Posted: 26 Jan 2007 ?? ?Print Version ?Bookmark and Share

Keywords:flash memory? GPS? MirrorBit? Spansion? Saifun?

After nearly five years of development, Spansion Inc. is pushing its 4bit-per-cell MirrorBit flash memory into production this quarter with densities ranging from 256Mbit to 2Gbit.

The first batch of MirrorBit Quad chips will use a 90nm process at Spansion's Fab 25 and will be drop-in compatible with other industry-standard NAND products, the company said.

Later this year, Spansion will reveal plans for 65nm-based products that will target removable applications such as digital film, MP3, game cartridges and USB flash drives.
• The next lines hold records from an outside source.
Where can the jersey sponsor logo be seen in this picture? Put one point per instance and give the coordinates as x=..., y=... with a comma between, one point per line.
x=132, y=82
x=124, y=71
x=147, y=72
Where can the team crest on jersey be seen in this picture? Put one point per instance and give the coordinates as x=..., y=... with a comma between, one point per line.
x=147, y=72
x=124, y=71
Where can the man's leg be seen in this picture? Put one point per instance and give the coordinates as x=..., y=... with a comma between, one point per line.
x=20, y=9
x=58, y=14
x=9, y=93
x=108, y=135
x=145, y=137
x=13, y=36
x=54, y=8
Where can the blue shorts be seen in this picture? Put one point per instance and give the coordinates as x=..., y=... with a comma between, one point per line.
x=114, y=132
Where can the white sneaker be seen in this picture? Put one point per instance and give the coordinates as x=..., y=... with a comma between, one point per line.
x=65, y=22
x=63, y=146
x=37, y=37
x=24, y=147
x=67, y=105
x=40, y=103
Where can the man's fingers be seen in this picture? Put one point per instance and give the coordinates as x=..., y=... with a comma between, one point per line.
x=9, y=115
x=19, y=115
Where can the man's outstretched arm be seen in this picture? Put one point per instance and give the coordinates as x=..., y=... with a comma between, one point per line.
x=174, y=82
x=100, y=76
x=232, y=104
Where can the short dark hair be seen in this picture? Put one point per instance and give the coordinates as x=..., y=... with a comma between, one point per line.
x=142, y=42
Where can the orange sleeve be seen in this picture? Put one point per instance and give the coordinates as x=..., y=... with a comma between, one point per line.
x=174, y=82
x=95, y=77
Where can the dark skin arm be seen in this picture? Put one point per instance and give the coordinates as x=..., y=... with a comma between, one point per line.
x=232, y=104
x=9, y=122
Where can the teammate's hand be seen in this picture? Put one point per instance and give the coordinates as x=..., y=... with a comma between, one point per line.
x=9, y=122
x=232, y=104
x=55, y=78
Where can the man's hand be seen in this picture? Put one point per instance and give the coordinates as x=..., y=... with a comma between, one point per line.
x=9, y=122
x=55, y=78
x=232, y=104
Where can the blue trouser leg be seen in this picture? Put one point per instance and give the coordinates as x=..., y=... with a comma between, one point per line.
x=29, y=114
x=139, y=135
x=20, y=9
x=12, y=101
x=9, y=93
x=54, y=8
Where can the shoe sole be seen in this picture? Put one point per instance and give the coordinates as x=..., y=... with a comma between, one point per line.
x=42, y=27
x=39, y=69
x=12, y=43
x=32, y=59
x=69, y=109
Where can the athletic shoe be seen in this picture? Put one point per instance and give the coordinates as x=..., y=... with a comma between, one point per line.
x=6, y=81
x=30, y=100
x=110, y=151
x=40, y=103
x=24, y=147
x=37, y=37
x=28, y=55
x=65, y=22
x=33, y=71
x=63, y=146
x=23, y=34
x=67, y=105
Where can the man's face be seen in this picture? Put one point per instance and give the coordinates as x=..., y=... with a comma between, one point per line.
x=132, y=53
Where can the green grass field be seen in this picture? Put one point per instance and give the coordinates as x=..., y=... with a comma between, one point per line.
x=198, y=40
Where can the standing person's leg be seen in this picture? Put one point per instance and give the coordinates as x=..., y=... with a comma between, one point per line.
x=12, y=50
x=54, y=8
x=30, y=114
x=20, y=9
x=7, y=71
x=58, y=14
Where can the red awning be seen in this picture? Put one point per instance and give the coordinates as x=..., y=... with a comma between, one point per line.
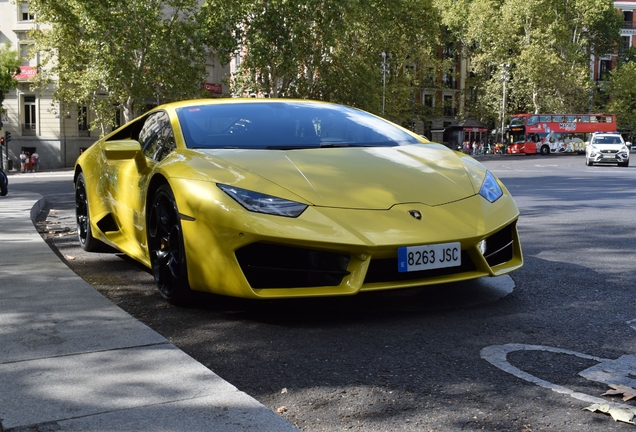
x=26, y=73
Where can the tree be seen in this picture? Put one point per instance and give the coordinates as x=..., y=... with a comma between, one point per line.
x=548, y=43
x=9, y=67
x=326, y=49
x=108, y=54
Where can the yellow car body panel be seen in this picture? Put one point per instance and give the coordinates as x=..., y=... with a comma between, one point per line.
x=361, y=202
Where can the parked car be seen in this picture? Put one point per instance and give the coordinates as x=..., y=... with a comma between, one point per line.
x=269, y=198
x=607, y=148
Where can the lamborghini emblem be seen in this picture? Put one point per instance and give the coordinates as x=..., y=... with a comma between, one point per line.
x=416, y=214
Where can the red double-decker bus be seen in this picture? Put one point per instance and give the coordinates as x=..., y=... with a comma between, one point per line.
x=555, y=133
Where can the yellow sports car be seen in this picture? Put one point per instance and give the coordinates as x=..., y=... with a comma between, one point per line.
x=273, y=198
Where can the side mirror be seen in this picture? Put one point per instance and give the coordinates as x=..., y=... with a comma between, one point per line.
x=125, y=150
x=121, y=149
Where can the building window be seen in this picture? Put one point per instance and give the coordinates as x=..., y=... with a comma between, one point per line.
x=428, y=100
x=449, y=108
x=82, y=121
x=626, y=42
x=25, y=15
x=29, y=107
x=628, y=18
x=605, y=67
Spansion also wants to promote MirrorBit Quad for embedded applications, such as e-books and GPS navigation systems.

"Spansion's first generation of 4bit-per-cell devices are suitable for low cost, read-intensive storage applications," said Greg Wong, a flash analyst at Web-Feet Research. "In order to expand into the broader storage market occupied by NAND, Spansion intends to expand device densities and increase performance in subsequent generations."

If MirrorBit gains traction, the 4bit technology could spell trouble for Intel Corp. in the market for high-density data-storage flash devices for third-generation wireless phones. Intel pioneered 2bit-per-cell flash technology with its StrataFlash line, introduced in 1997.

Spansion teamed with Saifun Semiconductors in 2002 to pursue 4bit technology. The partnership was part of a comprehensive settlement of a lawsuit that Saifun, claiming patent infringement, had filed against AMD and Fujitsu.

Unlike Intel's StrataFlash, which uses four levels of charge to create 2bits per cell, Spansion's MirrorBit Quad requires a combination of multilevel and multibit technologies, putting four levels of charge in each of the two physical bit locations within the cell.